D'abord, la sécurité, bien sûr.

Les talibans ont fait savoir qu'ils perturberaient le processus électoral. Ils ont déjà débuté. Plusieurs attentats ont été perpétrés pendant la campagne, dont l'un contre le ministère de l'Intérieur, à Kaboul, pourtant lourdement fortifié (six policiers tués). La caravane de deux des candidats a été attaquée. Et on prévoit que plus ou moins 10% des 6800 bureaux de scrutin ne pourront même pas être ouverts malgré la mobilisation de 200 000 policiers et militaires dont la fiabilité, nous venons aussi de le voir, est variable.

Ensuite, l'honnêteté du scrutin.

En 2009, ça avait été une catastrophe telle qu'Abdullah Abdullah, qui talonnait Hamid Karzaï au premier tour et est le favori en 2014, s'était retiré de la course devant l'ampleur de la fraude. Par exemple, 20 millions de cartes d'électeurs - anciennes, nouvelles ou forgées - seraient actuellement en circulation... Bref, on se contentera d'un scrutin tout juste suffisamment crédible pour que ses résultats ne soient pas immédiatement rejetés autant par les Afghans eux-mêmes que par la communauté internationale.

Enfin, il faut considérer les perspectives d'avenir.

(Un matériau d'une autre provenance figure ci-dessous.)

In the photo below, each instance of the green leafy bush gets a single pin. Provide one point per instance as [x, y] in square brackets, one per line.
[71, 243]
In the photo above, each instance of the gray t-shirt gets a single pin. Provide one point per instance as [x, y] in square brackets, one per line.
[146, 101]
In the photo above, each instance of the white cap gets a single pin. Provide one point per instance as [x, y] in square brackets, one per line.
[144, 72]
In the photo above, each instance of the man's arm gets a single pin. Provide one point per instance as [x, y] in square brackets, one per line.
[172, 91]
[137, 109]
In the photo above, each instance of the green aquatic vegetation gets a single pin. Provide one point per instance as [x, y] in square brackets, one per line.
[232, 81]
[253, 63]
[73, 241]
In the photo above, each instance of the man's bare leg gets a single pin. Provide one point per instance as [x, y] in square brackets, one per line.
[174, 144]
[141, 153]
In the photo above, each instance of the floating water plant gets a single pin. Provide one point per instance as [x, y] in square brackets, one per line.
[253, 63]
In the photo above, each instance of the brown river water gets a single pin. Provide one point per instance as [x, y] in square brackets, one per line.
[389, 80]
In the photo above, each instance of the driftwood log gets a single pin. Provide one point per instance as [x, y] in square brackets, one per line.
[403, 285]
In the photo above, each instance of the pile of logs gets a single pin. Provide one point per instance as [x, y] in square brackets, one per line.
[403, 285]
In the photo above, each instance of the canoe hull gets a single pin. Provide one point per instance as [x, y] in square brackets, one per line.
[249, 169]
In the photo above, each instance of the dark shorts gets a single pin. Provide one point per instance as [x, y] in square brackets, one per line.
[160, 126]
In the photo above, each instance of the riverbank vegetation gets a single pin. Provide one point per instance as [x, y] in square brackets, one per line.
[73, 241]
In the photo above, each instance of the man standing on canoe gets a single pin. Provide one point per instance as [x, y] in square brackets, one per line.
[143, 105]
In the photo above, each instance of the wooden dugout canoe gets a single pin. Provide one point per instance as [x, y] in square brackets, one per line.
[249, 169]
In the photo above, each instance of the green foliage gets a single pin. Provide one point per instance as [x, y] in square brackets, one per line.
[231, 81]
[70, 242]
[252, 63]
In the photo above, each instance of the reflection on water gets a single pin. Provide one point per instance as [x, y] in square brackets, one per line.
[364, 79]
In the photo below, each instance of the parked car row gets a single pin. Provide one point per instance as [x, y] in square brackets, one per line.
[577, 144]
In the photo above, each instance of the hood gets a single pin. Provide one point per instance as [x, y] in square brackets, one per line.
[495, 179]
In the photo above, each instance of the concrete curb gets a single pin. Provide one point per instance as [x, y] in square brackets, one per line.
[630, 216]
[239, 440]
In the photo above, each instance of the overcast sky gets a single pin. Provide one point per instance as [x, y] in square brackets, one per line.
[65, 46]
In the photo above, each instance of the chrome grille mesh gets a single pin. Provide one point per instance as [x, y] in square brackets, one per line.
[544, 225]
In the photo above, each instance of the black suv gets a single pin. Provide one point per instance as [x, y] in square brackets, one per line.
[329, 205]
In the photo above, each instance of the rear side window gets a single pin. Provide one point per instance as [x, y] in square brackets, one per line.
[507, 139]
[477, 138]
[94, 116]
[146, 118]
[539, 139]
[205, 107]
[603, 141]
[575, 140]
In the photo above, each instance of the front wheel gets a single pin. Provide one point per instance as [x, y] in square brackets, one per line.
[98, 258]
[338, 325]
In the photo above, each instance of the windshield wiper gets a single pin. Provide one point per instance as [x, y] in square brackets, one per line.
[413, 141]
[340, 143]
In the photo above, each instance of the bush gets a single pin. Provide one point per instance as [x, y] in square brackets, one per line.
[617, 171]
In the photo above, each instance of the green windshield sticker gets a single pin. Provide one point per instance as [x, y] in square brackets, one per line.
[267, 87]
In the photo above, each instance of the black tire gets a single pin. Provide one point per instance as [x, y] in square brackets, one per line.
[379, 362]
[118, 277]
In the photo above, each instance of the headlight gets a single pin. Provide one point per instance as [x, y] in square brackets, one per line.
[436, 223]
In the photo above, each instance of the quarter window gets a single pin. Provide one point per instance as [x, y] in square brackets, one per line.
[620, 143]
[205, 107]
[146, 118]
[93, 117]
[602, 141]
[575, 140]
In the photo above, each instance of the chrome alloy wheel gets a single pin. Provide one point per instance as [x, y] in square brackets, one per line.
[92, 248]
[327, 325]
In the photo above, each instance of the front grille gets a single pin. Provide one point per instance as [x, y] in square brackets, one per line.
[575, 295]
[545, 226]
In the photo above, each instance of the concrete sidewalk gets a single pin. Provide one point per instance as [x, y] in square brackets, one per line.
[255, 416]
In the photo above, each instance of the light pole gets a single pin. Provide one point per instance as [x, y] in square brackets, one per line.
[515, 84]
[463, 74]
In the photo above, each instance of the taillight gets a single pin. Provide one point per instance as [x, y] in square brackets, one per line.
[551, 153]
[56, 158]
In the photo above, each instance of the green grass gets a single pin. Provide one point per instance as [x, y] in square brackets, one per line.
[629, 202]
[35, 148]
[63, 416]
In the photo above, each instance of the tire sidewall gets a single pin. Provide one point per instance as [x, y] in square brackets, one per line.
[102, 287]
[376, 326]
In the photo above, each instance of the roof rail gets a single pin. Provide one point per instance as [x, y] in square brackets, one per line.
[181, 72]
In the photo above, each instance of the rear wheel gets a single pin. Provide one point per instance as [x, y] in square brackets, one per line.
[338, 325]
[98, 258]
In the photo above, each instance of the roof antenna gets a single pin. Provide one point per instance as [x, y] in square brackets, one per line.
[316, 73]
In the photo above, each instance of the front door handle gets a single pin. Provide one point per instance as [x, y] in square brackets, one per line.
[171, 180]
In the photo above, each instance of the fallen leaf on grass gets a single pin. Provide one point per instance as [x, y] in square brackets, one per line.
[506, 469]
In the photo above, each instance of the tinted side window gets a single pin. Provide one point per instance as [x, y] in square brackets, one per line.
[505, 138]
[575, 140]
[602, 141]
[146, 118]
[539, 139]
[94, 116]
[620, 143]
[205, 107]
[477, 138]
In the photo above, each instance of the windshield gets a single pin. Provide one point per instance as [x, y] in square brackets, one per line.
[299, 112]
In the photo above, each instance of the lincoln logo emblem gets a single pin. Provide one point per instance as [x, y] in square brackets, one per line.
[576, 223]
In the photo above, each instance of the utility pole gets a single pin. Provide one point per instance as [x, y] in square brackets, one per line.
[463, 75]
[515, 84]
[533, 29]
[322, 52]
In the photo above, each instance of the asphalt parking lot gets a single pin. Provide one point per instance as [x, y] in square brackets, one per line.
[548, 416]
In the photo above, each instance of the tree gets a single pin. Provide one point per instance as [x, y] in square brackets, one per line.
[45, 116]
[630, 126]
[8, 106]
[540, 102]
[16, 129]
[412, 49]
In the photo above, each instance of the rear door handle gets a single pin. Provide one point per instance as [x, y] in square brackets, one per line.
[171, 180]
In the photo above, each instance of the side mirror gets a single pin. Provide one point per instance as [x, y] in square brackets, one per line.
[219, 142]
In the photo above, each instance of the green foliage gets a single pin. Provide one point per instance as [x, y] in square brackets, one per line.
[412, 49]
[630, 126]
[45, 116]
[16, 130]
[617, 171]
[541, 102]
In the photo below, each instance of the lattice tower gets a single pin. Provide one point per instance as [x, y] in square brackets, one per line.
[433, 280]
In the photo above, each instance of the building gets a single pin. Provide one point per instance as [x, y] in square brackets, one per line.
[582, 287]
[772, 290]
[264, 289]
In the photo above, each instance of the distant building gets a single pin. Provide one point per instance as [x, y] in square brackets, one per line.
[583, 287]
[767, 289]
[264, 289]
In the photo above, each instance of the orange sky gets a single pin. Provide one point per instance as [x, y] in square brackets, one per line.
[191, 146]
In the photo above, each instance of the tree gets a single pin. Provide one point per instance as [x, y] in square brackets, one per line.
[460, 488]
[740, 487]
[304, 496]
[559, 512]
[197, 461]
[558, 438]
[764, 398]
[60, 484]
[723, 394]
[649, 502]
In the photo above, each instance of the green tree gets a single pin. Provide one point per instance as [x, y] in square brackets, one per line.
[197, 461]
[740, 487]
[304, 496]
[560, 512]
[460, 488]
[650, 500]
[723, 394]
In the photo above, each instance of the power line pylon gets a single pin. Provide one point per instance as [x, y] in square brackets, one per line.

Il y aura forcément un deuxième tour de scrutin, prévu en mai, puisqu'il est improbable que l'un des huit candidats à la présidence récolte 50% des voix s'exprimant aujourd'hui. Entretemps et par la suite, tout est possible. Le scénario du pire est celui d'un échec du processus électoral suivi d'un naufrage dans la guerre civile. On sait que les troupes étrangères pourraient se retirer presque complètement d'ici le début de 2015 alors qu'aucune entente de sécurité, pourtant négociée avec succès, n'est signée entre Kaboul et Washington - la faute en incombe à Karzaï.

Existe-t-il un scénario plus lumineux? On verra dans les prochains jours s'il sera possible d'en faire une ébauche.